Logged MailMerge
mailmerge.py を使ってメールを送信するときにログをとるお話。某所で書けといわれたので適当に書きました。 mailmerge.py は OOo の com.sun.star.mail モジュールの MailServiceProvider をデフォルトで実装するモジュールです。このサービスは差込印刷でメールを送信するときなどにも利用されています。また、マクロなどからメールを送信する際にも利用できます。メールの送信 マクロなどでメールを送信する場合には自分でログをとることが出来ますが、差込印刷 (MailMerge) からの場合にはログを取れません。 そこで、メールを送信するサービス付近をいじってログを取れるようにします。com.sun.star.text.MailMerge を実装しなおすのは大変そうですから。 サービスの上書き
UNO コンポーネントは特定のサービス名に関連付けてレジストリデータベースに登録されます。ここでのレジストリデータベースというのはサービスなどの情報を登録してあるファイルのことで、OOo の programs/services.rdb や types.rdb がそれに相当します。ここでの場合は services.rdb です。拡張機能などで UNO コンポーネントをインストールする場合には拡張機能用の uno_pakcages ディレクトリ以下にある user/uno_packages/cache/registry/com.sun.star.comp.deployment.component.PackageRegistryBackend/common.rdb に登録されます。 rdb ファイルの内容を見るには SDK 付属の regview を使用します。 登録されるのは実装名とそのコンポーネントを登録するサービス名指定です。たとえば、デフォルトのcom.sun.star.mail.MailServiceProvider サービスを実装する mailmerge.py モジュールに定義されている PyMailServiceProvider クラスは実装名 org.openoffice.pyuno.MailServiceProvider で登録されています。 (そのほか、実装しているファイル URI など) 同じサービス名に登録されたコンポーネントがいくつもある場合には…?となりますが、全てのコンポーネントにアクセスすることが出来るようになっています。
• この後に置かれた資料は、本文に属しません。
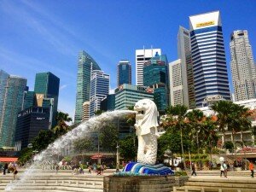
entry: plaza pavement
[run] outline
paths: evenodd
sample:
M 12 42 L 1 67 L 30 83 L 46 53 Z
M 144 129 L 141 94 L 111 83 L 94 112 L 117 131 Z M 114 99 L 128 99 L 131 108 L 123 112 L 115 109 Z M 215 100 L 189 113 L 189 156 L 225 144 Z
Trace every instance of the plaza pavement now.
M 20 177 L 24 171 L 24 169 L 19 170 L 18 177 Z M 61 191 L 102 192 L 103 177 L 112 175 L 114 172 L 114 169 L 107 169 L 103 172 L 103 175 L 97 176 L 95 172 L 92 172 L 91 174 L 88 173 L 88 170 L 84 170 L 84 174 L 79 175 L 73 175 L 71 170 L 60 170 L 57 174 L 54 170 L 40 171 L 40 172 L 33 173 L 27 183 L 25 183 L 24 186 L 20 186 L 20 188 L 15 191 L 25 192 L 26 190 L 29 190 L 32 192 L 57 192 L 61 189 Z M 224 176 L 221 177 L 219 176 L 219 172 L 220 172 L 218 170 L 197 171 L 196 177 L 190 177 L 190 172 L 188 172 L 189 181 L 186 183 L 186 185 L 188 185 L 188 188 L 190 189 L 193 187 L 194 189 L 195 189 L 202 187 L 208 188 L 209 186 L 211 186 L 211 188 L 216 188 L 217 189 L 218 188 L 221 188 L 222 186 L 224 186 L 224 186 L 235 186 L 236 184 L 241 189 L 245 188 L 247 185 L 252 185 L 253 189 L 255 186 L 255 190 L 249 191 L 256 191 L 256 177 L 252 178 L 250 177 L 249 171 L 228 172 L 228 179 L 226 179 Z M 6 184 L 9 182 L 15 182 L 13 179 L 13 174 L 9 173 L 3 176 L 3 173 L 1 173 L 0 191 L 4 191 Z M 218 187 L 217 185 L 220 183 L 222 183 L 221 185 L 219 185 L 220 187 Z M 177 191 L 185 191 L 185 189 L 177 189 Z

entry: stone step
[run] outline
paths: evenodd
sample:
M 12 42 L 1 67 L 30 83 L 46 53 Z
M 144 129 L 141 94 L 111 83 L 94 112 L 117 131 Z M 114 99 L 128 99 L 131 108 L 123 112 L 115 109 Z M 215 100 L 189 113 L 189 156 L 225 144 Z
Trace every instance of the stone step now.
M 215 179 L 210 179 L 210 178 L 189 178 L 189 181 L 186 183 L 253 183 L 256 184 L 256 179 L 252 178 L 250 177 L 247 177 L 247 179 L 238 179 L 234 178 L 232 179 L 226 179 L 224 177 L 219 177 Z
M 3 191 L 4 188 L 0 189 L 0 191 Z M 21 186 L 15 186 L 15 188 L 11 190 L 11 191 L 52 191 L 52 190 L 59 190 L 59 191 L 81 191 L 81 192 L 84 192 L 84 191 L 88 191 L 88 192 L 94 192 L 94 191 L 97 191 L 97 192 L 102 192 L 103 191 L 103 188 L 95 188 L 95 186 L 91 186 L 91 187 L 88 187 L 88 186 L 84 186 L 84 185 L 80 185 L 80 186 L 77 186 L 77 185 L 50 185 L 50 186 L 47 186 L 47 185 L 21 185 Z
M 218 188 L 218 187 L 174 187 L 172 192 L 256 192 L 256 189 L 247 188 Z
M 217 182 L 207 182 L 207 183 L 194 183 L 194 182 L 187 182 L 186 186 L 193 186 L 193 187 L 216 187 L 216 188 L 236 188 L 236 189 L 256 189 L 256 184 L 250 183 L 217 183 Z

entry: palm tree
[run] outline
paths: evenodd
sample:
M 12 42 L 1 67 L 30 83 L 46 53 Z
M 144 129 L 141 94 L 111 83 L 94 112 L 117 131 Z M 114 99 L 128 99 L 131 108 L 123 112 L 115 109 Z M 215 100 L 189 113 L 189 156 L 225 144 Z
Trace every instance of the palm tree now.
M 184 105 L 176 105 L 170 106 L 166 108 L 166 113 L 176 117 L 176 125 L 180 130 L 180 141 L 181 141 L 181 148 L 183 160 L 184 158 L 184 149 L 183 149 L 183 128 L 185 124 L 185 118 L 187 113 L 188 108 Z M 184 167 L 186 168 L 185 162 L 183 162 Z
M 232 143 L 235 147 L 234 134 L 236 132 L 241 133 L 241 143 L 243 143 L 243 131 L 247 131 L 251 129 L 251 121 L 248 119 L 251 113 L 248 108 L 244 106 L 240 106 L 233 103 L 233 111 L 230 114 L 230 120 L 228 125 L 228 130 L 231 131 L 232 134 Z M 242 144 L 243 145 L 243 144 Z
M 198 134 L 202 132 L 202 122 L 205 119 L 205 115 L 202 111 L 193 109 L 191 112 L 189 112 L 186 116 L 189 121 L 189 125 L 192 126 L 191 133 L 196 137 L 197 154 L 199 154 Z
M 66 134 L 70 126 L 67 125 L 67 122 L 72 121 L 72 118 L 68 117 L 68 113 L 58 112 L 56 115 L 57 125 L 54 127 L 53 131 L 58 137 Z
M 204 135 L 204 141 L 211 151 L 211 161 L 212 161 L 212 148 L 217 145 L 218 136 L 216 129 L 216 122 L 212 117 L 205 118 L 201 124 L 201 130 Z
M 216 112 L 218 117 L 218 131 L 224 137 L 224 147 L 225 143 L 225 131 L 230 120 L 230 114 L 233 112 L 233 102 L 230 101 L 218 101 L 212 106 L 212 109 Z M 224 148 L 226 154 L 226 148 Z

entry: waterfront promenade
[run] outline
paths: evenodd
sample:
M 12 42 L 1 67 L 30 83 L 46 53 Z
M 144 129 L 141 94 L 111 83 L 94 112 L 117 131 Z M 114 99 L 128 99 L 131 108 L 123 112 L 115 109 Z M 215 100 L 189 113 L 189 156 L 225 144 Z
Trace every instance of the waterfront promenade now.
M 71 170 L 61 170 L 57 174 L 55 171 L 46 170 L 39 173 L 33 173 L 23 183 L 19 184 L 18 189 L 14 191 L 102 192 L 103 177 L 112 175 L 114 171 L 106 170 L 103 175 L 96 175 L 95 172 L 89 174 L 88 171 L 84 170 L 84 174 L 73 175 Z M 23 172 L 22 169 L 19 171 L 18 177 Z M 11 173 L 5 176 L 1 175 L 0 191 L 4 191 L 5 186 L 10 182 L 17 182 L 13 179 Z M 249 171 L 229 172 L 228 179 L 224 177 L 220 177 L 218 171 L 198 171 L 196 177 L 189 177 L 185 186 L 176 186 L 172 191 L 253 192 L 256 191 L 256 178 L 250 177 Z

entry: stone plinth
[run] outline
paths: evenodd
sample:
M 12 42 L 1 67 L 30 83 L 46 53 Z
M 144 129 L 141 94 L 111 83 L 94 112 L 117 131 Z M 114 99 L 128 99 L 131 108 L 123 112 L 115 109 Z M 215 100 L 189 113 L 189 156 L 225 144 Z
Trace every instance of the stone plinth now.
M 104 177 L 104 192 L 170 192 L 174 176 Z

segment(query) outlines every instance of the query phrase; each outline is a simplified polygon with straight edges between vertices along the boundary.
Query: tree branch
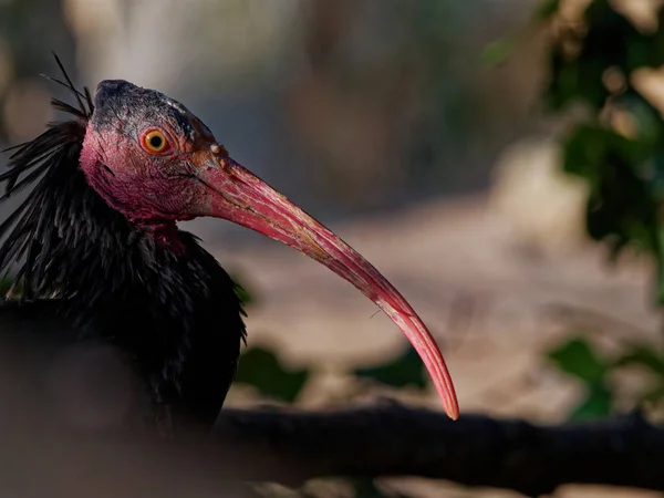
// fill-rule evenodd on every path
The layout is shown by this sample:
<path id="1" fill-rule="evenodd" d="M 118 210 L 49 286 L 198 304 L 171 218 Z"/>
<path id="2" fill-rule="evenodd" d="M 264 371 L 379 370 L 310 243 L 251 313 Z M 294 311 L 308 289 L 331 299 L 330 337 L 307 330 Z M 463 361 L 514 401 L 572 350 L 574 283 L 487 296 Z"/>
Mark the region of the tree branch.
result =
<path id="1" fill-rule="evenodd" d="M 527 496 L 563 484 L 664 490 L 664 429 L 640 414 L 538 426 L 480 415 L 453 422 L 395 405 L 329 413 L 229 409 L 216 436 L 238 454 L 250 448 L 261 455 L 261 465 L 243 469 L 248 479 L 280 480 L 288 468 L 301 480 L 413 475 Z"/>
<path id="2" fill-rule="evenodd" d="M 239 496 L 242 480 L 324 476 L 423 476 L 527 496 L 563 484 L 664 490 L 664 428 L 639 414 L 541 426 L 395 404 L 225 409 L 211 435 L 155 438 L 98 350 L 41 345 L 0 344 L 0 494 Z"/>

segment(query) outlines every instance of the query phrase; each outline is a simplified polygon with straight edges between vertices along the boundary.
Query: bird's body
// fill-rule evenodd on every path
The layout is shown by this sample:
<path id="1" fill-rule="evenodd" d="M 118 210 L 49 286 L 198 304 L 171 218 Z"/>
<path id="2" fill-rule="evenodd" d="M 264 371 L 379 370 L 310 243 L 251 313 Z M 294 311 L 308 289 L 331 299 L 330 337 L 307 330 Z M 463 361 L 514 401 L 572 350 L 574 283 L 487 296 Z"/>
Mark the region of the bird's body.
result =
<path id="1" fill-rule="evenodd" d="M 35 225 L 19 224 L 0 249 L 6 267 L 24 235 L 35 242 L 21 267 L 29 299 L 0 302 L 0 320 L 48 317 L 61 323 L 64 343 L 113 344 L 145 380 L 155 407 L 181 408 L 211 424 L 245 336 L 230 277 L 190 234 L 159 239 L 108 207 L 76 162 L 49 173 L 25 206 L 25 221 L 34 217 Z"/>
<path id="2" fill-rule="evenodd" d="M 111 346 L 141 380 L 148 418 L 211 425 L 246 336 L 243 311 L 228 273 L 176 221 L 214 216 L 298 249 L 370 297 L 411 339 L 456 417 L 435 342 L 375 268 L 234 162 L 178 102 L 120 80 L 100 83 L 93 101 L 62 71 L 66 82 L 54 81 L 79 106 L 54 101 L 72 117 L 14 147 L 0 175 L 0 201 L 33 187 L 0 225 L 0 272 L 18 264 L 22 286 L 20 299 L 0 301 L 0 333 Z"/>

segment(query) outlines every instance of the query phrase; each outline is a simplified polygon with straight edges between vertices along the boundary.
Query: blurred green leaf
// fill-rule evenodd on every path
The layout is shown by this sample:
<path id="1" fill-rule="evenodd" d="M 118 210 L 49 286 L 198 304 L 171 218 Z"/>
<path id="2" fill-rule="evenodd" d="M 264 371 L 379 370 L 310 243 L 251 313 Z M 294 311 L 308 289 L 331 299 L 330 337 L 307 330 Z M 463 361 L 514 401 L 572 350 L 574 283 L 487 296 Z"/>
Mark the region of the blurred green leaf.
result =
<path id="1" fill-rule="evenodd" d="M 308 370 L 290 370 L 263 347 L 250 347 L 240 357 L 236 383 L 249 384 L 263 396 L 292 403 L 309 380 Z"/>
<path id="2" fill-rule="evenodd" d="M 573 375 L 589 385 L 601 384 L 608 364 L 600 360 L 585 339 L 572 339 L 549 352 L 549 360 L 564 373 Z"/>
<path id="3" fill-rule="evenodd" d="M 570 418 L 598 418 L 609 415 L 611 413 L 613 395 L 606 387 L 602 385 L 592 385 L 588 390 L 585 400 L 572 411 Z"/>
<path id="4" fill-rule="evenodd" d="M 504 64 L 509 59 L 513 49 L 513 40 L 504 38 L 492 41 L 480 53 L 481 64 L 486 68 L 495 68 Z"/>
<path id="5" fill-rule="evenodd" d="M 547 21 L 558 13 L 560 0 L 546 0 L 536 9 L 533 19 L 536 21 Z"/>
<path id="6" fill-rule="evenodd" d="M 392 387 L 405 387 L 407 385 L 415 385 L 419 388 L 426 387 L 424 365 L 413 347 L 408 347 L 404 354 L 383 365 L 373 369 L 359 369 L 355 370 L 354 374 Z"/>
<path id="7" fill-rule="evenodd" d="M 664 357 L 654 349 L 633 345 L 631 350 L 613 362 L 613 366 L 641 365 L 664 377 Z"/>
<path id="8" fill-rule="evenodd" d="M 651 387 L 641 395 L 641 401 L 644 403 L 658 404 L 664 401 L 664 383 Z"/>

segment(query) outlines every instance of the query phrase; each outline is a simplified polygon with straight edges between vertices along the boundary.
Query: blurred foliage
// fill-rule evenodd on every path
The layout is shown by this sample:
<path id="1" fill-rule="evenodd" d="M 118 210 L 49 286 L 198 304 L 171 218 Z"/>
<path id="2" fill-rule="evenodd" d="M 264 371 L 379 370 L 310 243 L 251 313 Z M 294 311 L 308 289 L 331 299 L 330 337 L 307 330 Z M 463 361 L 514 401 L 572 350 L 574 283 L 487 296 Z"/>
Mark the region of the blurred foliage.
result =
<path id="1" fill-rule="evenodd" d="M 413 347 L 408 347 L 404 354 L 388 360 L 382 365 L 357 369 L 354 374 L 360 378 L 369 378 L 391 387 L 416 386 L 424 388 L 427 385 L 422 360 Z"/>
<path id="2" fill-rule="evenodd" d="M 242 353 L 235 382 L 252 385 L 269 398 L 293 403 L 308 378 L 308 370 L 290 370 L 274 352 L 250 347 Z"/>
<path id="3" fill-rule="evenodd" d="M 535 19 L 551 32 L 550 80 L 543 94 L 548 112 L 569 116 L 574 107 L 582 111 L 561 138 L 562 167 L 589 185 L 587 230 L 609 247 L 613 260 L 626 248 L 654 258 L 654 300 L 662 307 L 664 121 L 637 90 L 635 75 L 664 64 L 664 6 L 656 12 L 658 28 L 652 32 L 640 30 L 608 0 L 592 0 L 578 20 L 566 19 L 559 8 L 559 0 L 547 0 Z M 489 61 L 505 58 L 507 43 L 497 43 L 485 53 Z M 613 373 L 619 369 L 645 369 L 654 378 L 632 403 L 664 401 L 664 353 L 652 345 L 630 344 L 610 357 L 588 340 L 572 338 L 548 357 L 584 385 L 585 397 L 572 417 L 615 409 Z"/>
<path id="4" fill-rule="evenodd" d="M 234 281 L 240 282 L 237 274 Z M 256 302 L 255 293 L 241 281 L 241 297 L 247 307 Z M 396 357 L 385 363 L 357 369 L 353 374 L 361 381 L 382 384 L 393 388 L 415 386 L 424 390 L 428 384 L 424 365 L 417 352 L 409 345 Z M 255 388 L 260 395 L 283 403 L 294 403 L 311 376 L 311 370 L 293 370 L 286 366 L 277 352 L 268 347 L 251 346 L 242 352 L 236 384 Z"/>

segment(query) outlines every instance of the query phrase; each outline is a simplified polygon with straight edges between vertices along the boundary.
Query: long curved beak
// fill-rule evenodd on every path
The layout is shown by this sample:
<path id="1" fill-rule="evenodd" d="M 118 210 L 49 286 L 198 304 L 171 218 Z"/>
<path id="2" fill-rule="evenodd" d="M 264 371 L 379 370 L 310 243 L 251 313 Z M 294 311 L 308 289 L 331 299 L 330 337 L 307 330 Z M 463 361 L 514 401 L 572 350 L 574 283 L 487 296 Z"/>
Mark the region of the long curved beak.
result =
<path id="1" fill-rule="evenodd" d="M 352 247 L 225 153 L 194 159 L 206 187 L 204 215 L 251 228 L 320 261 L 355 286 L 408 338 L 426 365 L 447 415 L 459 407 L 445 360 L 432 334 L 398 291 Z"/>

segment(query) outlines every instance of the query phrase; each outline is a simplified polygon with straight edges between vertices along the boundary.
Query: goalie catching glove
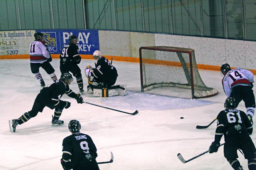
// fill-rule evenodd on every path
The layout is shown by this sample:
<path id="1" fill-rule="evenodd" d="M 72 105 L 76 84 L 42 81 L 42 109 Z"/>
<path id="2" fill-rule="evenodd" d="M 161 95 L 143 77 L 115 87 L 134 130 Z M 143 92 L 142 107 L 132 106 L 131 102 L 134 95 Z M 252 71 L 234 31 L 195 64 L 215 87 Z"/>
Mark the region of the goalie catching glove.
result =
<path id="1" fill-rule="evenodd" d="M 77 102 L 77 103 L 81 103 L 82 104 L 84 102 L 84 100 L 81 94 L 77 94 L 76 95 L 76 97 L 75 98 L 75 99 L 76 100 L 76 101 Z"/>
<path id="2" fill-rule="evenodd" d="M 62 167 L 64 170 L 69 170 L 72 169 L 72 166 L 71 166 L 71 162 L 68 161 L 68 162 L 65 162 L 63 159 L 61 158 L 60 159 L 60 163 L 61 164 Z"/>
<path id="3" fill-rule="evenodd" d="M 85 75 L 86 77 L 91 76 L 91 72 L 92 71 L 93 68 L 90 65 L 87 65 L 86 68 L 84 70 L 84 72 L 85 72 Z"/>

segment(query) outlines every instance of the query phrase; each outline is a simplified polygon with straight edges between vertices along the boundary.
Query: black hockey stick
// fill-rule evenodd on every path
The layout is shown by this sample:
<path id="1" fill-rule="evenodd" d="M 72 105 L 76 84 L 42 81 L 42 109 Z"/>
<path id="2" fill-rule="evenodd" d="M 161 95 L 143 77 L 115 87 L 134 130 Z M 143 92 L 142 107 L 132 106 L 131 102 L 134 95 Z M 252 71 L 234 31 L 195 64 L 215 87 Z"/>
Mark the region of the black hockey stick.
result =
<path id="1" fill-rule="evenodd" d="M 199 126 L 199 125 L 198 125 L 196 126 L 196 129 L 206 129 L 208 128 L 208 127 L 209 127 L 210 126 L 211 126 L 211 125 L 213 123 L 213 122 L 214 122 L 215 121 L 216 121 L 217 119 L 217 118 L 216 117 L 216 118 L 215 118 L 215 119 L 214 120 L 213 120 L 213 121 L 212 121 L 212 122 L 210 123 L 210 124 L 208 124 L 207 126 Z"/>
<path id="2" fill-rule="evenodd" d="M 223 145 L 224 144 L 225 144 L 225 143 L 224 143 L 224 144 L 221 144 L 220 145 L 220 146 L 222 146 L 222 145 Z M 185 159 L 184 159 L 183 158 L 183 157 L 182 157 L 182 156 L 181 155 L 181 154 L 180 154 L 180 153 L 178 153 L 178 154 L 177 155 L 177 156 L 178 157 L 178 158 L 179 158 L 179 159 L 180 160 L 180 161 L 182 162 L 182 163 L 183 163 L 183 164 L 185 164 L 185 163 L 187 163 L 188 162 L 189 162 L 189 161 L 190 161 L 191 160 L 193 160 L 193 159 L 195 159 L 196 158 L 198 158 L 199 156 L 202 156 L 202 155 L 205 154 L 206 153 L 207 153 L 207 152 L 209 152 L 210 151 L 210 150 L 209 149 L 209 150 L 208 150 L 207 151 L 205 151 L 205 152 L 204 152 L 203 153 L 201 153 L 201 154 L 199 154 L 199 155 L 198 155 L 197 156 L 196 156 L 195 157 L 193 157 L 192 158 L 191 158 L 191 159 L 188 159 L 188 160 L 185 160 Z"/>
<path id="3" fill-rule="evenodd" d="M 138 113 L 139 113 L 139 112 L 138 112 L 138 111 L 137 110 L 136 110 L 134 112 L 132 113 L 131 113 L 128 112 L 124 112 L 123 111 L 121 111 L 121 110 L 116 110 L 115 109 L 112 109 L 111 108 L 109 108 L 109 107 L 105 107 L 105 106 L 100 106 L 99 105 L 96 105 L 96 104 L 91 103 L 89 103 L 89 102 L 86 102 L 86 101 L 85 101 L 84 103 L 87 103 L 87 104 L 89 104 L 90 105 L 96 106 L 98 106 L 99 107 L 103 107 L 103 108 L 105 108 L 108 109 L 110 109 L 110 110 L 115 110 L 115 111 L 119 112 L 122 112 L 126 113 L 126 114 L 129 114 L 129 115 L 136 115 L 136 114 L 137 114 Z"/>
<path id="4" fill-rule="evenodd" d="M 97 162 L 98 164 L 107 164 L 108 163 L 111 163 L 113 162 L 113 160 L 114 159 L 114 156 L 113 156 L 113 153 L 112 152 L 110 152 L 111 154 L 111 159 L 109 161 L 107 161 L 106 162 Z"/>

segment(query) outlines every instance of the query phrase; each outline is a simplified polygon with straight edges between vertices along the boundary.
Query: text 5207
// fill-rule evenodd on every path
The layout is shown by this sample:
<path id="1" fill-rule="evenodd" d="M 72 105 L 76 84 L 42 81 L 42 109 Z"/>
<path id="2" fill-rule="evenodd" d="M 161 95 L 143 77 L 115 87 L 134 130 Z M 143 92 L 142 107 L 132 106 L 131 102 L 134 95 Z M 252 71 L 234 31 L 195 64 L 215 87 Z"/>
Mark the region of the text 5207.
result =
<path id="1" fill-rule="evenodd" d="M 8 50 L 6 51 L 7 55 L 15 55 L 18 54 L 18 50 Z"/>

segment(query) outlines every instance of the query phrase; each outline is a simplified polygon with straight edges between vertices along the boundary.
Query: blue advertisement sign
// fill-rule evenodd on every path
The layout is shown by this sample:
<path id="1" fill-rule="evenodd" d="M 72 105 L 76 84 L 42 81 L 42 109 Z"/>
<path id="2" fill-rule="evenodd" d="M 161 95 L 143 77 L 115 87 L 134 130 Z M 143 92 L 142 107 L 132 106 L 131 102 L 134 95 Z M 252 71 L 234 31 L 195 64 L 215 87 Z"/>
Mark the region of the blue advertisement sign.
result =
<path id="1" fill-rule="evenodd" d="M 46 43 L 49 52 L 60 54 L 63 46 L 69 43 L 68 37 L 77 37 L 76 45 L 80 54 L 92 55 L 95 50 L 100 50 L 98 30 L 37 30 L 44 36 L 43 41 Z"/>

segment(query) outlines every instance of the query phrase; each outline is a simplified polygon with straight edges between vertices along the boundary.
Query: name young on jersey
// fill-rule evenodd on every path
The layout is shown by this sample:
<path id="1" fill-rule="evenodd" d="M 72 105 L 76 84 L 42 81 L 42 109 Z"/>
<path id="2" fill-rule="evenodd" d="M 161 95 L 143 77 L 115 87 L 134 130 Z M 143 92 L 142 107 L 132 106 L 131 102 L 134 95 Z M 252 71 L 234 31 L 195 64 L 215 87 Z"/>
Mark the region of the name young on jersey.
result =
<path id="1" fill-rule="evenodd" d="M 79 135 L 78 136 L 75 136 L 75 137 L 76 139 L 76 140 L 80 140 L 81 139 L 86 139 L 87 137 L 86 135 Z"/>

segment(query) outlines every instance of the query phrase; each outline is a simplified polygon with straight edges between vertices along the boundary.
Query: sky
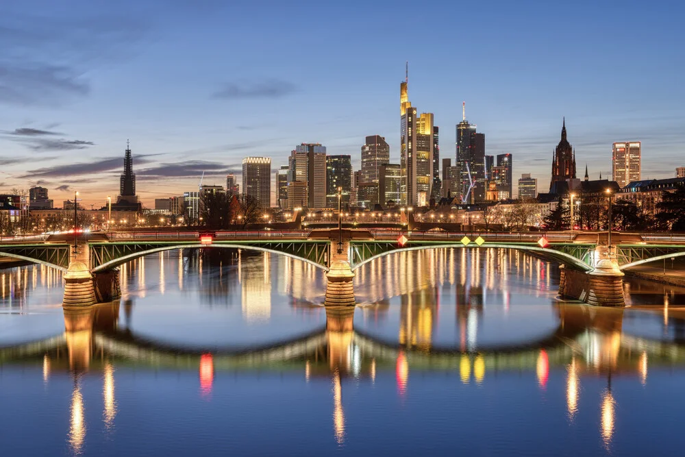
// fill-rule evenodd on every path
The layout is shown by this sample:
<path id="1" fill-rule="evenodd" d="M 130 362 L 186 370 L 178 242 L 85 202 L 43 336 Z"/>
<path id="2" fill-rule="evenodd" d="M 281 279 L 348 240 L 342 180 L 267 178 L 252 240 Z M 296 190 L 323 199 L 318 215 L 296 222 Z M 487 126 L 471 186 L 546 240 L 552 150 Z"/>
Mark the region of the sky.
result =
<path id="1" fill-rule="evenodd" d="M 119 193 L 127 140 L 143 203 L 225 185 L 246 156 L 272 171 L 321 143 L 358 169 L 379 134 L 399 162 L 399 83 L 486 134 L 547 190 L 565 116 L 579 177 L 640 140 L 643 177 L 685 165 L 685 39 L 677 1 L 249 2 L 2 0 L 0 193 L 40 185 L 55 206 Z M 272 201 L 275 200 L 272 198 Z"/>

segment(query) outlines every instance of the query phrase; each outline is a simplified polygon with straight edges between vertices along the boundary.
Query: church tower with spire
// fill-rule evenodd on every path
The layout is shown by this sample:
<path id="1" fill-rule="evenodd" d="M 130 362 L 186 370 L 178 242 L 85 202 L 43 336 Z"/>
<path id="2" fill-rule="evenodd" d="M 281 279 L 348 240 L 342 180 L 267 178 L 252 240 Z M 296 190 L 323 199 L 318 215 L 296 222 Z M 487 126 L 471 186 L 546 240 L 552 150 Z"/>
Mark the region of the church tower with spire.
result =
<path id="1" fill-rule="evenodd" d="M 566 138 L 566 118 L 561 127 L 561 140 L 557 145 L 552 156 L 552 179 L 549 190 L 552 191 L 554 183 L 558 181 L 575 178 L 575 150 Z"/>

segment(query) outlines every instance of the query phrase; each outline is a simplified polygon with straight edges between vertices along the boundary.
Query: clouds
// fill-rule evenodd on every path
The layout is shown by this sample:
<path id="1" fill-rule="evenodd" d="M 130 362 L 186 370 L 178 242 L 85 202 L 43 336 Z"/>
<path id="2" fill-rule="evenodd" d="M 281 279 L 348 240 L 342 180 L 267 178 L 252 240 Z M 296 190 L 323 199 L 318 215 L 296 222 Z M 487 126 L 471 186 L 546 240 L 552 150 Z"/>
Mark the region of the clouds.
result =
<path id="1" fill-rule="evenodd" d="M 223 175 L 234 173 L 238 170 L 240 165 L 237 164 L 225 164 L 217 162 L 205 160 L 191 160 L 189 162 L 178 162 L 162 163 L 136 173 L 136 176 L 145 180 L 158 180 L 162 177 L 189 177 L 197 176 L 199 177 L 204 172 L 206 175 Z"/>
<path id="2" fill-rule="evenodd" d="M 28 149 L 36 151 L 72 151 L 84 149 L 95 145 L 92 141 L 84 140 L 55 139 L 50 137 L 63 134 L 27 127 L 19 127 L 3 133 L 6 138 L 21 143 Z"/>
<path id="3" fill-rule="evenodd" d="M 212 94 L 212 97 L 227 100 L 278 99 L 297 90 L 297 88 L 291 82 L 269 79 L 249 82 L 226 83 L 223 88 Z"/>
<path id="4" fill-rule="evenodd" d="M 143 28 L 135 18 L 101 12 L 77 18 L 4 12 L 0 104 L 58 107 L 87 97 L 94 64 L 125 52 Z"/>

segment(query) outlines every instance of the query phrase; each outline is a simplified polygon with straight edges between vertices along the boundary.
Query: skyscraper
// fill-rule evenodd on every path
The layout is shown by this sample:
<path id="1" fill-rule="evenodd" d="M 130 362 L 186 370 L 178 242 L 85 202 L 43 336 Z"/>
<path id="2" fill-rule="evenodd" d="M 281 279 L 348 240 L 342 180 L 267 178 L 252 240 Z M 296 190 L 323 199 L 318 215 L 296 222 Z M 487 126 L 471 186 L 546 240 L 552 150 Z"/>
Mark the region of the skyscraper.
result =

この上記の二つを利用すれば同じ名前のサービスにいくつものコンポーネントが登録されていても好きなものを利用できます。 たとえば、次のようにして調べることが出来ます。 Sub services_1 smgr = GetProcessServiceManager() enume = smgr.createContentEnumeration("com.sun.star.mail.MailServiceProvider") While enume.hasMoreElements() element = enume.nextElement() msgbox element.getImplementationName() WEnd End Sub 普通は com.sun.star.mail.MailServiceProvider サービスに登録されたコンポーネントは上記のひとつですが、下記の拡張機能をインストールすると二つに増えます。 この仕組みは OOo 内で非常によく利用されています。DispatchProvider や Toolbar などのコントローラ、chart2 のテンプレートなど。 というわけで、サービスを上書きするというよりも同じサービス名で登録するということになります。サービス名でサービスをインスタンス化しようとすると後から登録されたものが使用されます。そのため、特に実装名で指定されていない場合には上書きしたような形でサービスを利用することになります。(前のものも上記の様にして探し出してインスタンス化できます。) 上書きしているように見えますが前のものも利用できるので上書きではありません。 LoggedMailMerge
ログをとるようにする。 一部です。
元の mailmerge.py で定義されている PyMailServiceProvider を継承したクラスを作成して適当な名前で登録します。メールを送信するのは PyMailSMTPService ですがそれを継承したクラスでログをメールを送信、ログをとることにします。 ただそれだけです。Python 以外の言語でも可能のはずですが Python - UNO - (OOo) - UNO - Lang のやり取りは数 msec ずつオーバヘッドがあるといわれているので。 パッケージ
ライセンスはありませんが、保障もありません。製作者に文句を言わない限り好きに煮たり焼いたりしてかまいません。